# Simulation models

PySurvival can generate random survival times based on the most commonly used distributions such as:

• Exponential
• Weibull
• Gompertz
• Log-Logistic
• Lognormal

## Instance

To create an instance, use pysurvival.models.simulations.SimulationModel.

## Attributes

• alpha: double -- the scale parameter
• beta: double -- the shape parameter
• censored_parameter: double -- coefficient used to calculate the censored distribution.
• risk_type: string -- Defines the type of risk function.
• risk_parameter: double -- scaling coefficient of the risk score
• survival_distribution: string -- Defines a known survival distribution.
• times: array-like -- representation of the time axis of the model
• time_buckets: array-like -- representation of the time axis of the model using time bins, which are represented by $[ t_{k-1}, t_k )$

## API

__init__ - Initialization

SimulationModel( survival_distribution = 'exponential', risk_type = 'linear',
censored_parameter = 1., alpha = 1, beta = 1., bins = 100,
risk_parameter = 1.)


Parameters:

• survival_distribution: string (default = 'exponential') -- Defines a known survival distribution. The available distributions are:

• risk_type: string (default='linear') -- Defines the type of risk function: - Linear - Square - Gaussian

• censored_parameter: double (default = 1.) -- Coefficient used to calculate the censored distribution. This distribution is a normal such that N(loc=censored_parameter, scale=5)
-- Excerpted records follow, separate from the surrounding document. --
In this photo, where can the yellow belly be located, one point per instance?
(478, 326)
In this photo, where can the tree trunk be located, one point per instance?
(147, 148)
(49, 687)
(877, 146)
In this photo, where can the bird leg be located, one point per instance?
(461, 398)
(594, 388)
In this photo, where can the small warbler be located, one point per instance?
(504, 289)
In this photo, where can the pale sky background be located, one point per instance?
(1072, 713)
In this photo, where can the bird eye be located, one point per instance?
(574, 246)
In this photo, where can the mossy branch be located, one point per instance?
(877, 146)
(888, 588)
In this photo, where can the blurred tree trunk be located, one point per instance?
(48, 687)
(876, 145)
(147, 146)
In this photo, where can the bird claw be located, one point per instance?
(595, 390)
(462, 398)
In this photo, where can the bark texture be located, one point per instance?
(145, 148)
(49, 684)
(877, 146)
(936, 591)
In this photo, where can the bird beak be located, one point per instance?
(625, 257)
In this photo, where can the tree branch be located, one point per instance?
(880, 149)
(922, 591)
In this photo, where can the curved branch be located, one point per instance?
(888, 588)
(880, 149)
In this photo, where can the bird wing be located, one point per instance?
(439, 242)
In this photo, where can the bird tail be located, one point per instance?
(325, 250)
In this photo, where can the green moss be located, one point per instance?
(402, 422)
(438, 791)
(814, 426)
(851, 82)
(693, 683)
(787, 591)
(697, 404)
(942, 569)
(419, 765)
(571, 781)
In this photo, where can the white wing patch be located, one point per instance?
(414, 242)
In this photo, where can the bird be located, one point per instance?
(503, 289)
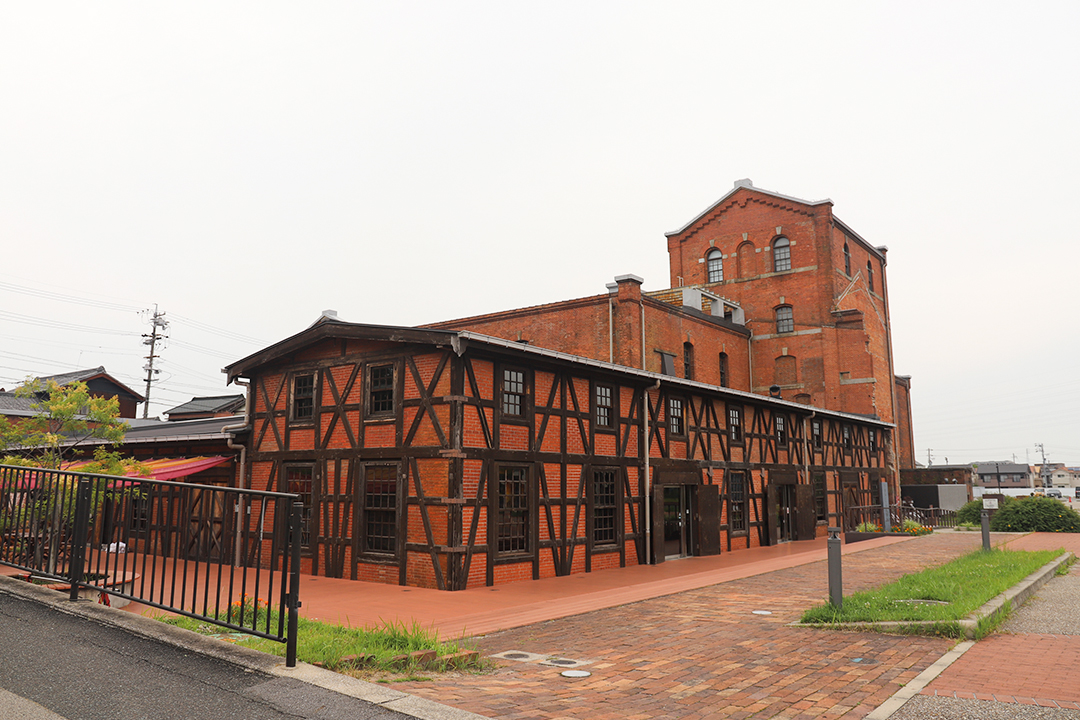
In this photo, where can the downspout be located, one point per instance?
(892, 385)
(610, 330)
(643, 335)
(806, 442)
(750, 353)
(228, 430)
(648, 474)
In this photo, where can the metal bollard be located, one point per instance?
(835, 579)
(886, 520)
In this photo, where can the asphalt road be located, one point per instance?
(57, 666)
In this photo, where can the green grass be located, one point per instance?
(964, 584)
(327, 643)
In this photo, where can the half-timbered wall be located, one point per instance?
(426, 466)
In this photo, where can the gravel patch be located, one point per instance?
(1054, 610)
(925, 707)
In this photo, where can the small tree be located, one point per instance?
(65, 419)
(1037, 514)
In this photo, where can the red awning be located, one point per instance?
(165, 469)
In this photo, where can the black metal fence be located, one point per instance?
(220, 555)
(871, 517)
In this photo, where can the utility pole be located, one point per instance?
(158, 325)
(1044, 472)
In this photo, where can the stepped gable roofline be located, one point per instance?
(460, 340)
(745, 184)
(879, 250)
(86, 376)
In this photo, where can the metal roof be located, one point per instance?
(460, 339)
(210, 404)
(91, 374)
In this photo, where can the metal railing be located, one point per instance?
(220, 555)
(872, 515)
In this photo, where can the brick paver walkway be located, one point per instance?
(703, 653)
(1027, 668)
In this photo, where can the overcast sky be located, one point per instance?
(247, 165)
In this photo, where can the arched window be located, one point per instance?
(785, 322)
(745, 260)
(781, 255)
(714, 265)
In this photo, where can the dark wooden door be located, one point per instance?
(658, 524)
(806, 514)
(707, 519)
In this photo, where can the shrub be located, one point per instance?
(973, 512)
(1036, 515)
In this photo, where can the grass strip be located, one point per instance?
(947, 593)
(329, 644)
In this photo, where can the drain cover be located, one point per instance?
(565, 662)
(520, 655)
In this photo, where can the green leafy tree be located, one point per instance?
(1037, 514)
(66, 418)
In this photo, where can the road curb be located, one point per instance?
(1012, 598)
(244, 657)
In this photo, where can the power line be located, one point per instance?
(41, 322)
(22, 289)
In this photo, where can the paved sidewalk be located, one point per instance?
(704, 653)
(1033, 661)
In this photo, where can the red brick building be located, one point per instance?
(752, 403)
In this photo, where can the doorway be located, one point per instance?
(678, 520)
(787, 507)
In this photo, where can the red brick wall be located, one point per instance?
(841, 363)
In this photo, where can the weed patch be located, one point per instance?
(944, 594)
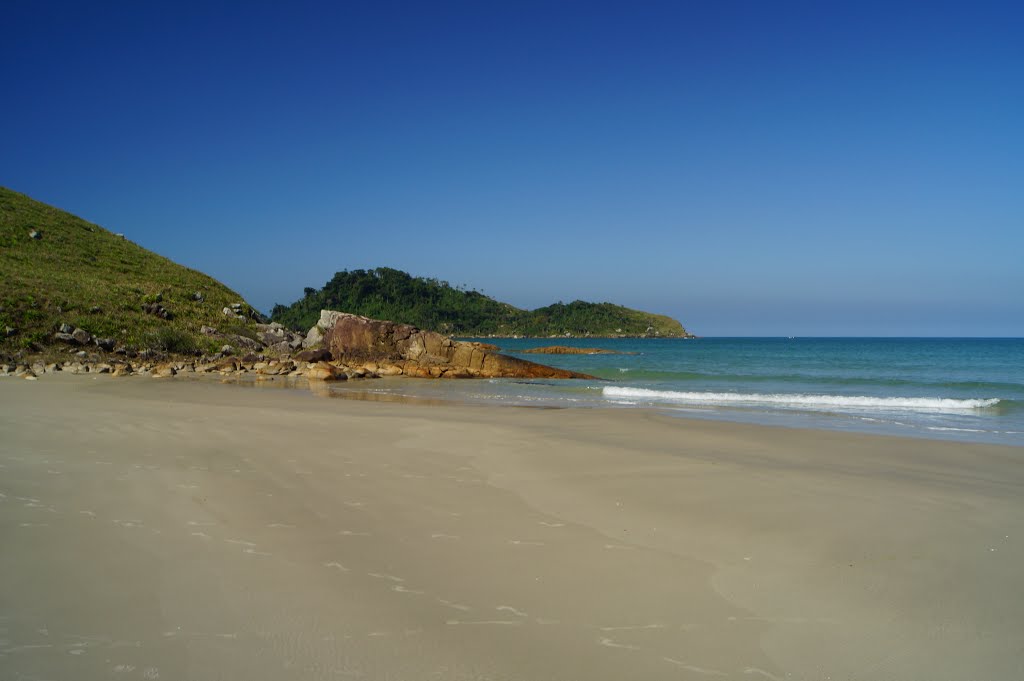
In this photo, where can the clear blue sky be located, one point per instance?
(751, 168)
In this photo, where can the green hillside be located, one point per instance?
(428, 303)
(57, 268)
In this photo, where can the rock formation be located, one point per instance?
(386, 347)
(562, 349)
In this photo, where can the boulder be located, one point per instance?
(322, 371)
(358, 340)
(164, 371)
(282, 348)
(121, 370)
(314, 337)
(314, 355)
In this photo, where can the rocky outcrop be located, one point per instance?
(358, 340)
(563, 349)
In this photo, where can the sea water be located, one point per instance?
(969, 389)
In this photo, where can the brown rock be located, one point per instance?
(322, 371)
(314, 355)
(121, 370)
(164, 371)
(562, 349)
(359, 340)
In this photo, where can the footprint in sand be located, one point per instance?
(608, 643)
(381, 576)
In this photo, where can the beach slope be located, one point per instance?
(180, 529)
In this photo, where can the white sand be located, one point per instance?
(179, 529)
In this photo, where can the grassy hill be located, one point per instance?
(428, 303)
(57, 268)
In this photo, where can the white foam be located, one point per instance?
(802, 400)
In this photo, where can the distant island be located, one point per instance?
(428, 303)
(72, 286)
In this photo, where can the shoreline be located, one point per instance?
(260, 534)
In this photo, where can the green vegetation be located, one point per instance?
(428, 303)
(76, 272)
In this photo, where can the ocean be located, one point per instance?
(947, 388)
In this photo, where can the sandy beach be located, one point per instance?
(185, 529)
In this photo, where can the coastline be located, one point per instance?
(201, 530)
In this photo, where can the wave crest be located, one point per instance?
(803, 400)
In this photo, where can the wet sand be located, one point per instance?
(181, 529)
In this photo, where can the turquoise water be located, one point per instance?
(970, 389)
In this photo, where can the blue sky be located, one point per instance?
(751, 168)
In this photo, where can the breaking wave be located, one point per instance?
(802, 400)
• alpha: double (default = 1.) -- the scale parameter

• beta: double (default = 1.) -- the shape parameter

• bins: int (default=100) -- the number of bins of the time axis

• risk_parameter: double (default = 1.) -- Scaling coefficient for the risk score which can be written as follow:

• linear: $r(x) = \exp(x \cdot \omega)$
• square: $r(x) = \exp( \text{risk_parameter} *(x \cdot \omega)^2)$
• gaussian: $r(x) = \exp \left( e^{-(x \cdot \omega)^2*\text{risk_parameter}} \right)$

generate_data - Generating a dataset of simulated survival times from a given distribution through the hazard function using the Cox model

generate_data(num_samples = 100, num_features = 3, feature_weights=None)


Parameters:

• num_samples: int (default=100) -- Number of samples to generate

• num_features: int (default=3) -- Number of features to generate

• feature_weights: array-like (default=None) -- list of the coefficients of the underlying Cox-Model. The features linked to each coefficient are generated from random distribution from the following list:

• binomial
• chisquare
• exponential
• gamma
• normal
• uniform
• laplace

If None then feature_weights = [1.]*num_features

Returns:

• dataset: pandas.DataFrame -- dataset of simulated survival times, event status and features

predict_hazard - Predicts the hazard function $h(t, x)$

predict_hazard(x, t = None)


Parameters:

• x : array-like -- input samples; where the rows correspond to an individual sample and the columns represent the features (shape=[n_samples, n_features]). x should not be standardized before, the model will take care of it

• t: double (default=None) -- time at which the prediction should be performed. If None, then it returns the function for all available t.

Returns:

• hazard: numpy.ndarray -- array-like representing the prediction of the hazard function

predict_risk - Predicts the risk score $r(x)$

predict_risk(x)


Parameters:

• x : array-like -- input samples; where the rows correspond to an individual sample and the columns represent the features (shape=[n_samples, n_features]). x should not be standardized before, the model will take care of it

Returns:

• risk_score: numpy.ndarray -- array-like representing the prediction of the risk score

predict_survival - Predicts the survival function $S(t, x)$

predict_survival(x, t = None)


Parameters:

• x : array-like -- input samples; where the rows correspond to an individual sample and the columns represent the features (shape=[n_samples, n_features]). x should not be standardized before, the model will take care of it

• t: double (default=None) -- time at which the prediction should be performed. If None, then return the function for all available t.

Returns:

• survival: numpy.ndarray -- array-like representing the prediction of the survival function

## Example

Let's now see how to generate a dataset designed for survival analysis.

import pandas as pd
from pysurvival.models.simulations import SimulationModel
%pylab inline

# Initializing the simulation model
sim = SimulationModel( survival_distribution = 'gompertz',
risk_type = 'linear',
censored_parameter = 5.0,
alpha = 0.01,
beta = 5., )

# Generating N Random samples
N = 1000
dataset = sim.generate_data(num_samples = N, num_features=5)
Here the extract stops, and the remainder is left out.